Day Four - Kampong Thom to Siem Reap
I was up at 5 to change the oil on the bikes and get ready for the final leg of the tour. After breakfast we headed to Sambor around 8 O’clock. Roger enjoyed the temples a lot and we spent a couple of hours exploring the main complex. Sambor predates Angkor built during the 7th century and is different as most of the temples are made from brick unlike Angkor which is mainly sandstone. Amazingly a lot of the carvings remain intact after all these years although the brick doesn’t weather as well as sandstone. Sambor is spread across a massive forested area so we only has time to see the main temple structures.
Soon we were on the road back to Siem Reap.
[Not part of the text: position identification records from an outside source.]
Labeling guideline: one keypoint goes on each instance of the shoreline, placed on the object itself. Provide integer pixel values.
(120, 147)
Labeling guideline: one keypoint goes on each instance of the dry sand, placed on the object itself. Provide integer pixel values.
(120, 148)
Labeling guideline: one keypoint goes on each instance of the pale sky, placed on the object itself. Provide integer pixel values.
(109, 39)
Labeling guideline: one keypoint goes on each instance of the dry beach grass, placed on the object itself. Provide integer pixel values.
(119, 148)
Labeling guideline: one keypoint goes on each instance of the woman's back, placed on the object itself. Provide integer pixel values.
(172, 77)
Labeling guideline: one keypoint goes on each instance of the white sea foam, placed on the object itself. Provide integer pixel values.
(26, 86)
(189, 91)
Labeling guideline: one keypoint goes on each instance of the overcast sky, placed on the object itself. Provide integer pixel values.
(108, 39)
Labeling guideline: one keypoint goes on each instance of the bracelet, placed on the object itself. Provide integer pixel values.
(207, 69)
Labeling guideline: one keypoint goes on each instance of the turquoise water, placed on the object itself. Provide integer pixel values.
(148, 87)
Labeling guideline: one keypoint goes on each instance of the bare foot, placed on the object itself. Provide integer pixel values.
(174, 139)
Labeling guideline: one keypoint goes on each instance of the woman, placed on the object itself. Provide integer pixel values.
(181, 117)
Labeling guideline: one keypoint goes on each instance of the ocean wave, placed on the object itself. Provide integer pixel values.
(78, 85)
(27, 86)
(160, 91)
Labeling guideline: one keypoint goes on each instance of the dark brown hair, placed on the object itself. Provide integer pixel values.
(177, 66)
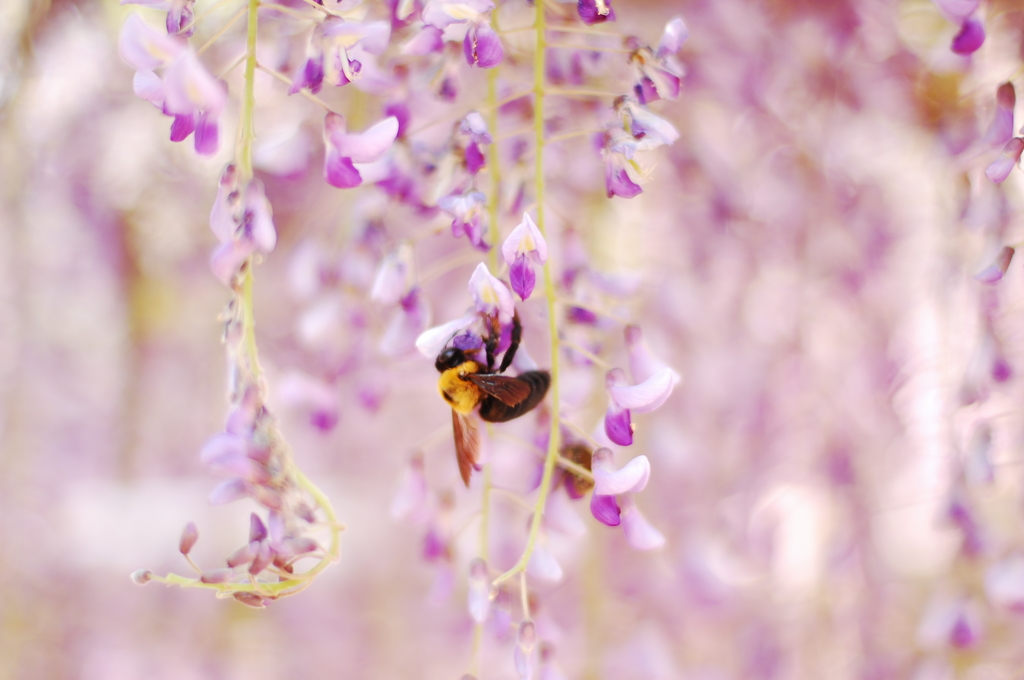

We cut across land on dirt roads that cut through rice paddies stopping for lunch at a very local restaurant. There were about twelve pots of pre-prepared food of which you could choose as many as you liked. We had four dishes, washed down with a coconut. Saying goodbye to the restaurant owne, we jumped back on the bikes and made our way along bumpy bust up dirt roads that connected with the rubber plantations we had to drive through to get to Siem Reap province. There were a lot of heavy trucks kicking up dust clouds so thick you couldn’t see two feet in front of you. One stretch of rubber plantation was probably about 50km that stretched for miles in either direction. Not long ago this was all rainforest. Every time we ride there seems to be new pieces of land cleared. It is a real shame.
I was hoping to take some single trail back that followed the Tonle Sap lake into town once we had done the highway section, but by the time we got there it was getting late so we just jumped on the highway for a while, before cutting back onto dirt roads as we neared town to avoid the mayhem of rush-hour. As we got back into town, my bike started to splutter and then cut out. Water had got into the tank from a previous tour when the bike got dumped in a river. I had been keeping the tanks full for the whole tour, but as it was the last stretch I hadn’t bothered d so the water must have worked its way down into the carb as the level went down. I couldn’t be bothered to sort it there and then as we were only 5 minutes from HQ, and Roger was tired, so we switched bikes and I pushed roger back to the office. Could have been worse aye? La was waiting for us at the shop with his customers from a day tour ,and we rounded the tour off with some beers while exchanging stories. We then all went for Khmer BBQ as a farewell dinner. Another tour was over and another friend had been made. Cheers Roger!